When the JOBS Act was voted into law in 2012, Congress had no idea that Bitcoin existed. Their motivation was to enact a modern securities legislation to update the 1934 securities rules. Why? Because the internet changed everything, and crowdfunding became a very important new way to raise capital, most of it through donations on Kickstarter and Indiegogo. But in reality, everyone was able to see the future: people want to invest in new ideas. The JOBS Act introduced four parts, each providing a new way for small companies to raise capital for their businesses.. Three of the parts that are most relevant to ICOs are:

  • Regulation D 506(c) through which a company can raise unlimited capital from accredited investors on the internet. To comply, the company checks the accredited status of every investor. Total legal costs are around $50K.
  • Regulation A+ through which companies can raise up to $50M from the general public every year. To comply, the company registers the offerings with the SEC. Total filing costs range from $100K to $300K.
  • Regulation Crowdfunding through which a company can raise up to $1.07M from the general public every year. To comply, the company uses a funding portal and files a notice to the SEC. Total filing costs range from nothing to under $10K.

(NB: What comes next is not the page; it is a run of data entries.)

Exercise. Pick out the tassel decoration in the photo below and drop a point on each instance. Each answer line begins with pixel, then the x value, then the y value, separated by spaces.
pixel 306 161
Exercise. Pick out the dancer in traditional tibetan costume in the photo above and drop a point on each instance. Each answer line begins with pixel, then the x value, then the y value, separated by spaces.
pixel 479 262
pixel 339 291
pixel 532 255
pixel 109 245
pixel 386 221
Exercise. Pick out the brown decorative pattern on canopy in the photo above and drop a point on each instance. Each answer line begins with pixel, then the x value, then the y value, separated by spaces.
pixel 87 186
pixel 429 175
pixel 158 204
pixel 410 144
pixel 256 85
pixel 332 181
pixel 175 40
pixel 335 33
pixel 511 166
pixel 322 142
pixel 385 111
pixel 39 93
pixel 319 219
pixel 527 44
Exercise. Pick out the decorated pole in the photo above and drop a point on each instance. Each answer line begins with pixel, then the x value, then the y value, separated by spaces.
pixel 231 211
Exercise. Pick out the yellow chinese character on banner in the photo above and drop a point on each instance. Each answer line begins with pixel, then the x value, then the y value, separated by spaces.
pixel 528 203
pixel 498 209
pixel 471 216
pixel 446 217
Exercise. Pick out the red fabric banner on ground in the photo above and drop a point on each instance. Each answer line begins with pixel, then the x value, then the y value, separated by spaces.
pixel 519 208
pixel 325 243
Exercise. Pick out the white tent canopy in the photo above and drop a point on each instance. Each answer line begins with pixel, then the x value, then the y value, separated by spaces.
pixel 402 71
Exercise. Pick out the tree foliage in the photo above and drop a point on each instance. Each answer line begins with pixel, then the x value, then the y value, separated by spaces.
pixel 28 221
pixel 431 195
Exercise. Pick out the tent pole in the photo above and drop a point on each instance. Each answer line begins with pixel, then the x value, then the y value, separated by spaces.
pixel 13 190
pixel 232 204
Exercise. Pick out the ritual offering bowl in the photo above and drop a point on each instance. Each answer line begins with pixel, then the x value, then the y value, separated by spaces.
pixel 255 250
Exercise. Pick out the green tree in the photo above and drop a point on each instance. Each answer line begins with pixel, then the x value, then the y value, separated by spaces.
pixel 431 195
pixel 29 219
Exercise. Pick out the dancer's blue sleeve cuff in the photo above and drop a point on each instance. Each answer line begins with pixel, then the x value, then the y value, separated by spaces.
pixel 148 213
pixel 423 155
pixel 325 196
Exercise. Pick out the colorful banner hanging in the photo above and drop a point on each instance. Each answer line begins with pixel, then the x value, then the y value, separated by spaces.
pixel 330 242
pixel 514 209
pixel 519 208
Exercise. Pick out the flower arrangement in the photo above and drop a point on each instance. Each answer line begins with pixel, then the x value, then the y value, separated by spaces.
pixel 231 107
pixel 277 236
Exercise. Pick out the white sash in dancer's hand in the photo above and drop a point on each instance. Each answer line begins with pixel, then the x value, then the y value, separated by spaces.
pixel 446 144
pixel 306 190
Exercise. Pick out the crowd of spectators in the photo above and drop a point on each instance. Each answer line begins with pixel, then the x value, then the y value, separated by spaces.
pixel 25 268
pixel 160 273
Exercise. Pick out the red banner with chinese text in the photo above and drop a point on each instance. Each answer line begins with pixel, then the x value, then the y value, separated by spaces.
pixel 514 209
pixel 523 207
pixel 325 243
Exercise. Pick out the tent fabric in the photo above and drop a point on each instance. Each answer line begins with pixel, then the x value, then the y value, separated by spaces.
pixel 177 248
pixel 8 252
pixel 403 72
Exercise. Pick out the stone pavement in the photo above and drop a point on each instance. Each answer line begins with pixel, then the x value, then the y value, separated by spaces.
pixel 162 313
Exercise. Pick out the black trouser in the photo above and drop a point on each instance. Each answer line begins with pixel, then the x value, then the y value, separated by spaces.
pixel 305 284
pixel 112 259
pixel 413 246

So what is the big deal for companies who want to raise capital with their ICO? They simply can use a Regulation A+ offering to raise $50M.

With a Regulation A+, the Bank Secrecy Act is required to review the large investments against the OFAC list to prevent money laundering and terrorism financing.

The secondary market for these tokens needs to be changed to allow for tokens that have been issued under one of the JOBS Act rules. Any exchange company that is currently operating with these shadow tokens will not want to list these new security tokens.They will be violating a whole list of laws regulating the trading of securities. These exchanges will need to become broker-dealers or only trade regular tokens. However, many of the regular tokens they are trading now are securities. Ooops! They will need to hire a good law firm and pray.

China and South Korea ordered exchanges to shut down and Japan regulated 11 of them. So there is a path forward to exchanges, but it might not be the current ones who survive.

The good news for investors in ICOs is there are companies who announced they will trade securities tokens. The first one is T0 (T-Zero), which is a division of Overstock, These new trading marketplaces are regulated as broker-dealers. T0 (T-Zero) is using the alternative trading system (ATS), which is not an exchange but a way to trade assets without being licensed as an exchange. Becoming an exchange à la NASDAQ or NYSE is hard to get the license. Becoming an ATS is easy for any broker-dealer to file with the SEC.

The new ICO market is going to further grow but this time it will happen in regulated marketplaces. Entrepreneurs will have to jump through a few hoops to get their ICOs launched with a clear legal framework.